Judge Barrett did not say how she would vote in the pending case, but her summary suggested that she was skeptical of the maximalist arguments made by the administration.
“The presumption is always in favor of severability,” she said.
Mr. Graham summarized what he had heard. “The main thing is the doctrine of severability has a presumption to save the statute if possible,” he said. That was, he said, a conservative approach that allows Congress rather than the courts make the key policy decisions.
“I want every conservative in the nation to listen to what she just said,” Mr. Graham said. “That is the law, folks.”
The senator, if not the nominee, seemed to say that the health care law was not in real danger next month and that Judge Barrett’s presence would not alter the calculus.
Legal experts were reluctant to draw broad conclusions from the exchange.
“Reading the tea leaves here is hard,” said Nicholas Bagley, a law professor at the University of Michigan who filed a supporting brief in the new Supreme Court case along with scholars across the ideological spectrum. The brief argued that “the question here is not debatable: The mandate is severable from the rest of the A.C.A.”
“To my eyes,” Professor Bagley said, “the most telling part of Barrett’s response is her aside that ‘the Affordable Care Act is obviously a very long statute.’ Her response suggests — very weakly — that she may see something anomalous about unraveling all of Congress’s handiwork just because a toothless mandate is constitutionally defective.”
Judge Barrett also made more general statements about the health care law on Wednesday. “I am not hostile to the A.C.A. at all,” she said.
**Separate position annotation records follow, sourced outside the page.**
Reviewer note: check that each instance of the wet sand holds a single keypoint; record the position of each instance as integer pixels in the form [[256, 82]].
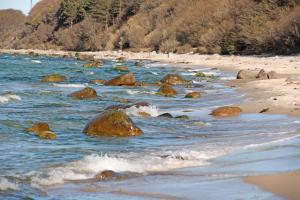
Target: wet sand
[[277, 96], [286, 184]]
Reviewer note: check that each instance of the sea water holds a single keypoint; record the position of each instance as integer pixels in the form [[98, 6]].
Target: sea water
[[197, 158]]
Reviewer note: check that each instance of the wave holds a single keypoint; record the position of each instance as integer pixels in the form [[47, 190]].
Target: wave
[[6, 185], [146, 163], [137, 110], [9, 97], [71, 85]]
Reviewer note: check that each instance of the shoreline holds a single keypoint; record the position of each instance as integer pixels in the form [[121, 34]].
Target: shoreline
[[260, 94], [277, 96]]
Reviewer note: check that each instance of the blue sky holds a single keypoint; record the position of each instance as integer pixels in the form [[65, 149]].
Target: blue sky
[[23, 5]]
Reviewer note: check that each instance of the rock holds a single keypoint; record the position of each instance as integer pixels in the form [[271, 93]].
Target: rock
[[98, 81], [166, 115], [184, 117], [93, 64], [173, 79], [167, 90], [123, 80], [106, 175], [226, 111], [112, 124], [47, 135], [42, 130], [247, 74], [193, 95], [121, 68], [86, 93], [262, 75], [39, 127], [54, 78], [272, 75]]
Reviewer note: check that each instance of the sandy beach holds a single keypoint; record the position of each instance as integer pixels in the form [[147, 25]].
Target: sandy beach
[[276, 96]]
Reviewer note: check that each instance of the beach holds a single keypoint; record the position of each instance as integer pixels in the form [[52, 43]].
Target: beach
[[276, 96]]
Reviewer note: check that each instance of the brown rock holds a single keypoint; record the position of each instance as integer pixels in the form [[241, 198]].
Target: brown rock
[[54, 78], [106, 175], [86, 93], [193, 95], [39, 127], [262, 75], [173, 79], [123, 80], [226, 111], [112, 124], [167, 90], [98, 81]]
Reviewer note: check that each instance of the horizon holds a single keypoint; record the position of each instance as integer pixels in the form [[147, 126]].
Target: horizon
[[16, 5]]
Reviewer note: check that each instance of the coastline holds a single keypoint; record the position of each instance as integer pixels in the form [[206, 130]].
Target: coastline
[[260, 94], [278, 96]]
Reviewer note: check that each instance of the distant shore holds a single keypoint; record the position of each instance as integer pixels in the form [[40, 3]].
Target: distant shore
[[280, 96]]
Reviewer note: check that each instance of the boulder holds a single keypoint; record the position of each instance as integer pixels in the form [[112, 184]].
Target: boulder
[[112, 123], [193, 95], [93, 64], [42, 130], [166, 115], [86, 93], [123, 80], [98, 81], [106, 175], [54, 78], [167, 90], [272, 75], [173, 79], [121, 68], [262, 75], [247, 74], [226, 111]]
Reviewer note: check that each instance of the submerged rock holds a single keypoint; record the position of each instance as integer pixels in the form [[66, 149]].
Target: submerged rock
[[54, 78], [112, 124], [123, 80], [193, 95], [106, 175], [226, 111], [86, 93], [42, 130], [173, 79], [98, 81], [167, 90]]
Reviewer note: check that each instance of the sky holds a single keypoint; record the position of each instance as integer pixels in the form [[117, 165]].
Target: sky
[[23, 5]]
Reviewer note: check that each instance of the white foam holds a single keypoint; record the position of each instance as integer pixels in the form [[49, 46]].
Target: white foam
[[71, 85], [6, 185], [145, 163], [151, 110], [9, 97], [36, 61]]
But that was in some tension with what she had said over the years about earlier Supreme Court challenges before she became a judge.
In a 2017 law review article, Judge Barrett was critical of Chief Justice John G. Roberts Jr.’s 2012 opinion sustaining the mandate. “Chief Justice Roberts pushed the Affordable Care Act beyond its plausible meaning to save the statute,” she wrote.
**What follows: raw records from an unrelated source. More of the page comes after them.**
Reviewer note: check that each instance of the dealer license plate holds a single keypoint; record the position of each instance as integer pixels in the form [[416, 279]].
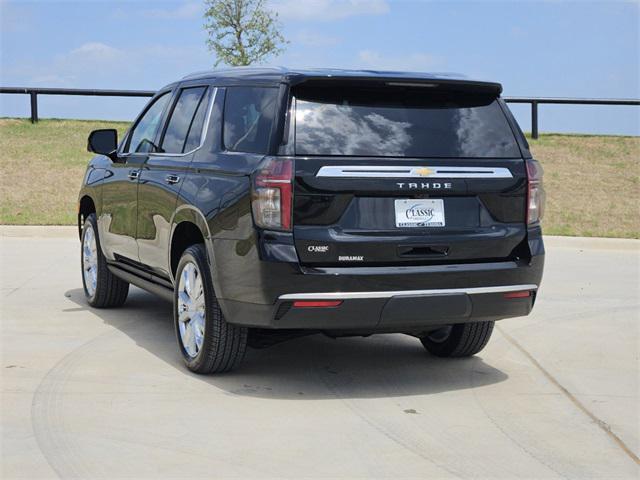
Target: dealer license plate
[[419, 213]]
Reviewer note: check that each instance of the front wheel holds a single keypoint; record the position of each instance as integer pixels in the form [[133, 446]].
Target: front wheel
[[207, 342], [460, 340], [101, 287]]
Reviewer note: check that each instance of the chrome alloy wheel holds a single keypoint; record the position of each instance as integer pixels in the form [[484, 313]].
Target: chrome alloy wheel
[[90, 261], [191, 309]]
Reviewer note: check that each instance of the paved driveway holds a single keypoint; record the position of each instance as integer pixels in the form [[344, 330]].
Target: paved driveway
[[102, 393]]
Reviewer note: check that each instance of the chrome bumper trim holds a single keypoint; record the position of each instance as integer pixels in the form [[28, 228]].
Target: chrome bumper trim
[[394, 293]]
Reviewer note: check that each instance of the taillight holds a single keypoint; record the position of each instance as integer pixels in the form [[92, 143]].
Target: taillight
[[272, 195], [535, 192]]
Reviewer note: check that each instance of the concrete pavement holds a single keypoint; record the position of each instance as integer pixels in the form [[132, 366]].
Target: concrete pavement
[[102, 393]]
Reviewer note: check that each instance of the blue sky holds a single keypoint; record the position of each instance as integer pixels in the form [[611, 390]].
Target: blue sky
[[542, 48]]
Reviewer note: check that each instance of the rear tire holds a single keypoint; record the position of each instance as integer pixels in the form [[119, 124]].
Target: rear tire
[[101, 287], [207, 342], [460, 340]]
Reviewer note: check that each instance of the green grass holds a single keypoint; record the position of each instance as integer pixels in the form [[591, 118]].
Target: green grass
[[42, 168], [592, 182]]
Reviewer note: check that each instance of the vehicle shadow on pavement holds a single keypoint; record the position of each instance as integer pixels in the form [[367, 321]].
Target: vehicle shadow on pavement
[[308, 368]]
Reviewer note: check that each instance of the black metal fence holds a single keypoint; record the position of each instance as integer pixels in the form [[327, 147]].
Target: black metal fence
[[534, 102]]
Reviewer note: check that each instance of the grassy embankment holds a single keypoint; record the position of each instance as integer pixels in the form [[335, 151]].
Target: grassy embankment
[[592, 182]]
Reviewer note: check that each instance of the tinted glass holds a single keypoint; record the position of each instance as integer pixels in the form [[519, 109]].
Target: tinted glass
[[143, 134], [248, 116], [195, 131], [182, 119], [402, 122]]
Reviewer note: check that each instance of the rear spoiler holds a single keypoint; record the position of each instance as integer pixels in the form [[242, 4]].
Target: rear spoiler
[[471, 86]]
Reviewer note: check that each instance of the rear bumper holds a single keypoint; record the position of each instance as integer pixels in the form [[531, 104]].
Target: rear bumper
[[406, 312], [374, 299]]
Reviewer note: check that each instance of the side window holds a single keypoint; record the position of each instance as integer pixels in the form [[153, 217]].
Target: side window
[[182, 120], [249, 113], [141, 138], [194, 136]]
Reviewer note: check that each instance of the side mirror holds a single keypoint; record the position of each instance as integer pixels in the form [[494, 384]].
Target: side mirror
[[103, 142]]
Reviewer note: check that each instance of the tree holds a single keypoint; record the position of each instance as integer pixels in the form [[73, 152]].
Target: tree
[[242, 32]]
In an interview after the Supreme Court rejected a second challenge to the law in 2015, this one concerning tax subsidies to help poor and middle-class people buy health insurance, she said, “I think the dissent has the better of the legal argument.”
“That’s not to say the result isn’t preferable,” Judge Barrett said at the time. “It’s clearly a good result that these millions of Americans won’t lose their tax subsidies.”
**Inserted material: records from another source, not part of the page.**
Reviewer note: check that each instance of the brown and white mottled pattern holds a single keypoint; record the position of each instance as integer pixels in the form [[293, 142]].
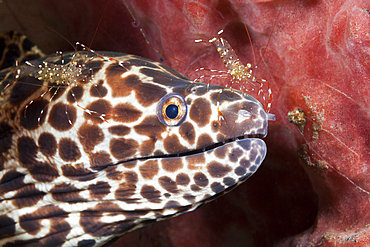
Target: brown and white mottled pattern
[[90, 161]]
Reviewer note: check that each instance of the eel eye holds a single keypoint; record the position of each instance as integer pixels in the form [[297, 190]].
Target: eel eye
[[171, 109]]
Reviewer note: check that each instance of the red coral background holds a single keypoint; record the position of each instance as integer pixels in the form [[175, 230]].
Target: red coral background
[[313, 187]]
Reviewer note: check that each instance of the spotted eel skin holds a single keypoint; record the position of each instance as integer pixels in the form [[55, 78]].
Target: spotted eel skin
[[87, 161]]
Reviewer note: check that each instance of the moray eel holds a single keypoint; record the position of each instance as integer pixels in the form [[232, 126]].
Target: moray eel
[[92, 149]]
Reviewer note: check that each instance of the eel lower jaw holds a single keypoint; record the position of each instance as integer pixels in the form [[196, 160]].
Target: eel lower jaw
[[195, 151]]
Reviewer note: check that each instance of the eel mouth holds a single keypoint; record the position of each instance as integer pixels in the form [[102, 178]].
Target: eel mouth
[[208, 148]]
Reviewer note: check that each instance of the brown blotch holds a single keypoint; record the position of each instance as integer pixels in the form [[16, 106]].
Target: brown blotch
[[221, 152], [149, 169], [113, 174], [86, 243], [66, 193], [6, 137], [200, 112], [100, 160], [182, 179], [194, 187], [98, 109], [27, 151], [11, 180], [122, 148], [75, 94], [30, 117], [78, 172], [91, 222], [47, 144], [126, 113], [196, 161], [61, 115], [121, 87], [189, 198], [172, 164], [7, 226], [204, 140], [150, 127], [27, 196], [215, 126], [172, 145], [130, 164], [124, 192], [200, 179], [172, 204], [148, 94], [99, 190], [119, 130], [187, 132], [55, 91], [94, 66], [218, 170], [217, 187], [147, 147], [131, 177], [168, 184], [246, 163], [235, 154], [31, 223], [68, 150], [90, 136], [98, 90], [150, 193]]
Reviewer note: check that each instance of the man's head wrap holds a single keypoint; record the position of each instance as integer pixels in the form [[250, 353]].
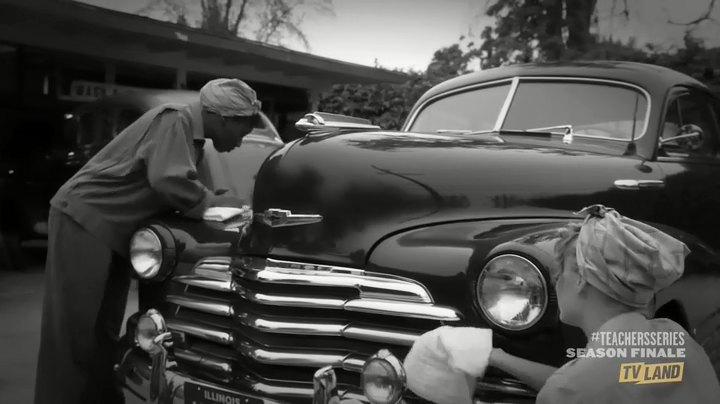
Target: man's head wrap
[[626, 259], [229, 97]]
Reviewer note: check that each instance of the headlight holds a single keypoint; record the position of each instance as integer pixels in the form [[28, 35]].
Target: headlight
[[512, 292], [150, 325], [146, 253], [383, 378]]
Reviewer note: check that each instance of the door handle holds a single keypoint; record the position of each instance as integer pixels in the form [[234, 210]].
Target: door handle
[[639, 184]]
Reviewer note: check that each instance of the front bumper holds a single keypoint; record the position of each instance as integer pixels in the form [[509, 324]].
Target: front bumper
[[137, 374]]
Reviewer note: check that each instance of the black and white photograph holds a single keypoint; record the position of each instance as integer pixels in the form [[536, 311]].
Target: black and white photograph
[[359, 202]]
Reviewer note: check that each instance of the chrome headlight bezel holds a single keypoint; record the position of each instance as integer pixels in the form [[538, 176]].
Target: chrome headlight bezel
[[162, 247], [539, 277], [395, 374]]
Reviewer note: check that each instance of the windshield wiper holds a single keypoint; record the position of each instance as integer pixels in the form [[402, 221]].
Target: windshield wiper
[[548, 130], [495, 134]]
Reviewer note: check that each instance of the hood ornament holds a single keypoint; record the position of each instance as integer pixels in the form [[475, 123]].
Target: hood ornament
[[283, 218], [324, 122]]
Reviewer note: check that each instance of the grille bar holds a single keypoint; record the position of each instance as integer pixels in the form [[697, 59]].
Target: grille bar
[[286, 325], [273, 271], [215, 274]]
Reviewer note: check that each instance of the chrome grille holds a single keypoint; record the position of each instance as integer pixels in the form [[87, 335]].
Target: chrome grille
[[260, 315]]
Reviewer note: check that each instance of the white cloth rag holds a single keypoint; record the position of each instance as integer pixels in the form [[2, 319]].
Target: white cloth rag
[[442, 364]]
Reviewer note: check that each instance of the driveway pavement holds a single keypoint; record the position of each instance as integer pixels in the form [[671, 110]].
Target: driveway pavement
[[21, 296]]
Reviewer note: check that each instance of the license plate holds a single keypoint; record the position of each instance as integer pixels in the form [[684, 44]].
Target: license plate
[[197, 394]]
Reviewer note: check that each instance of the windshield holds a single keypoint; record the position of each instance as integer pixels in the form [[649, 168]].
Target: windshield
[[591, 108], [599, 110]]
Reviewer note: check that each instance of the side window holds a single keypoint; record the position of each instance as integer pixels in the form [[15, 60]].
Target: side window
[[87, 128], [687, 113]]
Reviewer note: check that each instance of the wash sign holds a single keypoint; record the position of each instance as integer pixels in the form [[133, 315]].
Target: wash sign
[[651, 373], [91, 91]]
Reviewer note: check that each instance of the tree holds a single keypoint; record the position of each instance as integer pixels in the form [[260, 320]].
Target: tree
[[547, 30], [268, 21]]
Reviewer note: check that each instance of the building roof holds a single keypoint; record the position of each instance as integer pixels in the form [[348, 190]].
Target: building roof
[[649, 77], [80, 28]]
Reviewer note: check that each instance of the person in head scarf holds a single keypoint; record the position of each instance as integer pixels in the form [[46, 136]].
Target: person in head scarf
[[148, 169], [610, 268]]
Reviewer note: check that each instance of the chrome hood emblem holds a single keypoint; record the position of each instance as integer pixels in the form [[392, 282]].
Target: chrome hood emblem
[[283, 218]]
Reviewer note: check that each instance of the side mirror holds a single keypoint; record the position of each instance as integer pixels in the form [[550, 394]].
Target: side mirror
[[223, 214], [230, 219], [689, 137]]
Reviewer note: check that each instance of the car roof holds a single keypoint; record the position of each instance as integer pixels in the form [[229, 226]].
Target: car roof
[[649, 77]]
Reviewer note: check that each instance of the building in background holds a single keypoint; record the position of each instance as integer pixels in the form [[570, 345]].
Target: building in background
[[57, 54]]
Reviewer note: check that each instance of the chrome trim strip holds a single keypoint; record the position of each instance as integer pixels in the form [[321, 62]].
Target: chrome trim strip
[[514, 84], [285, 325], [607, 81], [402, 309], [294, 273], [305, 358], [411, 120], [214, 267], [298, 327], [210, 333], [379, 293], [274, 217], [201, 282], [380, 335], [506, 105]]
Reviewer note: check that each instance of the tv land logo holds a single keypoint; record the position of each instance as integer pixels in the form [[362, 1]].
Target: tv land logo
[[651, 373]]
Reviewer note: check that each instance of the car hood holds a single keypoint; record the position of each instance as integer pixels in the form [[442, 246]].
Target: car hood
[[369, 185]]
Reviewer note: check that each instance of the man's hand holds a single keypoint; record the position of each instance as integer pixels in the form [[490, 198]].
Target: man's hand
[[227, 201]]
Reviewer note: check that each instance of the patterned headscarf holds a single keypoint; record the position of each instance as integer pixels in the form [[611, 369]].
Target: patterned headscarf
[[229, 97], [625, 259]]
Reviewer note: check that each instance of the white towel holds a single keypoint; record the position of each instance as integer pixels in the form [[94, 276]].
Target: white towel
[[443, 364]]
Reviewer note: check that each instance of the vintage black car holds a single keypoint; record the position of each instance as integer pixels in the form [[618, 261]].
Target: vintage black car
[[363, 239], [28, 180]]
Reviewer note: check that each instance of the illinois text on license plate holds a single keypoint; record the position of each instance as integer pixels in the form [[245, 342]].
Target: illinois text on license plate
[[197, 394]]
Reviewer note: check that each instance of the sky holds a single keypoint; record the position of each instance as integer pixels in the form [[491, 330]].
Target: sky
[[404, 34]]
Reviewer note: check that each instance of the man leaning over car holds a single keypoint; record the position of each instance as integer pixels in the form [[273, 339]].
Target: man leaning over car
[[149, 168]]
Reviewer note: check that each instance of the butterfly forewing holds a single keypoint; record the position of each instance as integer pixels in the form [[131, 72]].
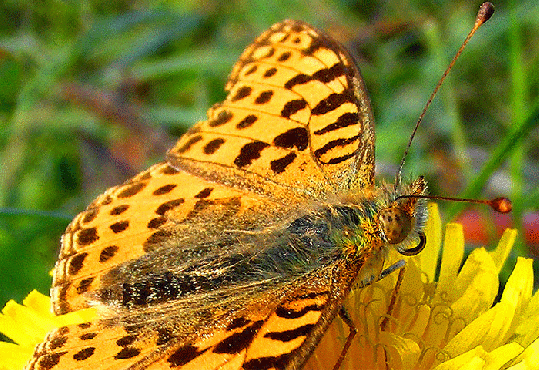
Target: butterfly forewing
[[162, 256], [295, 116]]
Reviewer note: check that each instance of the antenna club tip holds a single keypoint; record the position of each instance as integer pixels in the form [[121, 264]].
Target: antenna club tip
[[502, 205], [485, 12]]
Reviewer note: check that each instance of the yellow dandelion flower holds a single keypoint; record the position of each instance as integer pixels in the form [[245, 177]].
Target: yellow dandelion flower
[[435, 314], [28, 324], [431, 314]]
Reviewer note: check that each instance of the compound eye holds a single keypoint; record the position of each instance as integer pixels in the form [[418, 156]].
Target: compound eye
[[396, 223], [418, 248]]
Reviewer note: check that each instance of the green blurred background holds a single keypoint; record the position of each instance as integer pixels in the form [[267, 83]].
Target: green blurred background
[[92, 92]]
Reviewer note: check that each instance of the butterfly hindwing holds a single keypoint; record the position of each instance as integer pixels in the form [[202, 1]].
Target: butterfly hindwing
[[163, 256]]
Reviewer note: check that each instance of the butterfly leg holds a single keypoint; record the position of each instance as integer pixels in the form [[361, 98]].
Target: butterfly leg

While Judge Barrett’s comments about severability were arguably at odds with the legal positions taken by Republicans in the pending case, they were consistent with recent Supreme Court opinions.
In June, the court ruled that a provision of the law creating the Consumer Financial Protection Bureau was unconstitutional. But Chief Justice Roberts said the rest of the law could stand. “We think it clear that Congress would prefer that we use a scalpel rather than a bulldozer in curing the constitutional defect we identify today,” he wrote.
About a week later, in a case on a federal law regulating robocalls, Justice Brett M. Kavanaugh made a similar point. “Constitutional litigation is not a game of gotcha against Congress, where litigants can ride a discrete constitutional flaw in a statute to take down the whole, otherwise constitutional statute,” he wrote.
There is an element of “gotcha,” some legal scholars say, in the sequence of arguments in the latest challenge to the health care law. The arguments start with Chief Justice Roberts’s 2012 opinion upholding the individual mandate as authorized by Congress’s power to levy taxes.
That power disappeared, the argument goes, when Congress, after repeatedly failing to repeal the entire law, reduced the penalty associated with the individual mandate to zero.
That may or may not be so, but the answer to the question is by itself inconsequential. The larger issue is whether the mandate is severable from the rest of the statute.
Judge Barrett, answering a softball question from Mr. Graham, indicated that she was skeptical about that second step.
“If you can preserve a statute, you try to, to the extent possible?” he asked.
Judge Barrett responded, “That is true.”